Page 139 of Fate's Design


Font Size:

“But not as good as living with you full time.”

“No, it’s not.”

“At the end of the year is when we get married?”

“Yes. That’s part of the plan now too—Arthur recruits Gus, he has a chance to be a regular member, and at the end of the year when we get married, he becomes our third. If you want. If there’s someone you’d prefer...”

“I’d prefer not to share you.”

“Would another woman be less stressful?”

“Not really. The idea of some sexy woman fucking you with a strap-on isn’t better.”

“Maybe I’d be fucking her with a strap-on,” she protested.

Eric just looked at her. “Nikki, baby, you’re the absolute definition of a power bottom.”

She tried to look affronted, but didn’t manage to smother her laugh.

Eric walked over to the wall and sank down, sitting with his back against it.

Nikolett joined him. A patch of sunlight from the window created a trapezoid of light across their legs.

“Why are we always sitting on the floor?” she asked.

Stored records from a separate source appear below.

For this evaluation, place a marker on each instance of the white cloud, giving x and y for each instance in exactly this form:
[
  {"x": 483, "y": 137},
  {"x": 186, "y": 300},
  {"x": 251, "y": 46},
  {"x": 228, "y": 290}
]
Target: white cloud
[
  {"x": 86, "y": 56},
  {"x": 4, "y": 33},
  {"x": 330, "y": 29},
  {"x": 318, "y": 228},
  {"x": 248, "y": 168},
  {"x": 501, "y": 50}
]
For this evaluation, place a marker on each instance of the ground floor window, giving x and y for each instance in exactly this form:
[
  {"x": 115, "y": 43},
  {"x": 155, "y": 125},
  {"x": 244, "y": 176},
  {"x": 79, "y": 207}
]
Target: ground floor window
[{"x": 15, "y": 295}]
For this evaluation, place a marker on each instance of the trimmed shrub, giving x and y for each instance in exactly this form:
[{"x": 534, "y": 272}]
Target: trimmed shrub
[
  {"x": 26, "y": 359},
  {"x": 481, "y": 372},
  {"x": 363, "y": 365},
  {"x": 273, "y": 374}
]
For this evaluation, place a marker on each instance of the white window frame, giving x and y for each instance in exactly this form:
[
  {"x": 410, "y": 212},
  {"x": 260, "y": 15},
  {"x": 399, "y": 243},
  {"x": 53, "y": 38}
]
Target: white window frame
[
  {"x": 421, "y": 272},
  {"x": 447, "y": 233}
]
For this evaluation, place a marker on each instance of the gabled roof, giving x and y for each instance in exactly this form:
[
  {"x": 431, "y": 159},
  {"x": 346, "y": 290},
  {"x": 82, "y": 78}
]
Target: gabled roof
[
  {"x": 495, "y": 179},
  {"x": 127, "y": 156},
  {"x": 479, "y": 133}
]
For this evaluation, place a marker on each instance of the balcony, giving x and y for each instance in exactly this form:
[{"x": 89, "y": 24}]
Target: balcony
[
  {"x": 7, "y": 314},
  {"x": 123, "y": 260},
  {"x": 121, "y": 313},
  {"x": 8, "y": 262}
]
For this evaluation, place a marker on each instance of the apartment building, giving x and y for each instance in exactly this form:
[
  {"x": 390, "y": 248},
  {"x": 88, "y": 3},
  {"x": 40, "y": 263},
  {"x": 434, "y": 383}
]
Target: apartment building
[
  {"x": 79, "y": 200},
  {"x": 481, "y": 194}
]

“My back.” He looked at her. “I’m old.”

“You’re not that old.”

“Older than you.” He laced their fingers together. “There is another option, besides Gus, the cookie man.”

“Who?”

“Not really ‘who’ but what.”

“…what?”

“We do what I did for Nyx and Grigoris.”

Nikolett studied him, puzzling it out. “What do you mean?”

“Josephine was never really going to be their third,” Eric said quietly. “I would never have put her in a trinity with people who couldn’t or wouldn’t move to Dublin. Grigoris was a janissary. His trinity would have to be in Ottoman.” Eric shook his head. “I would never have made Josephine move away from Colum.”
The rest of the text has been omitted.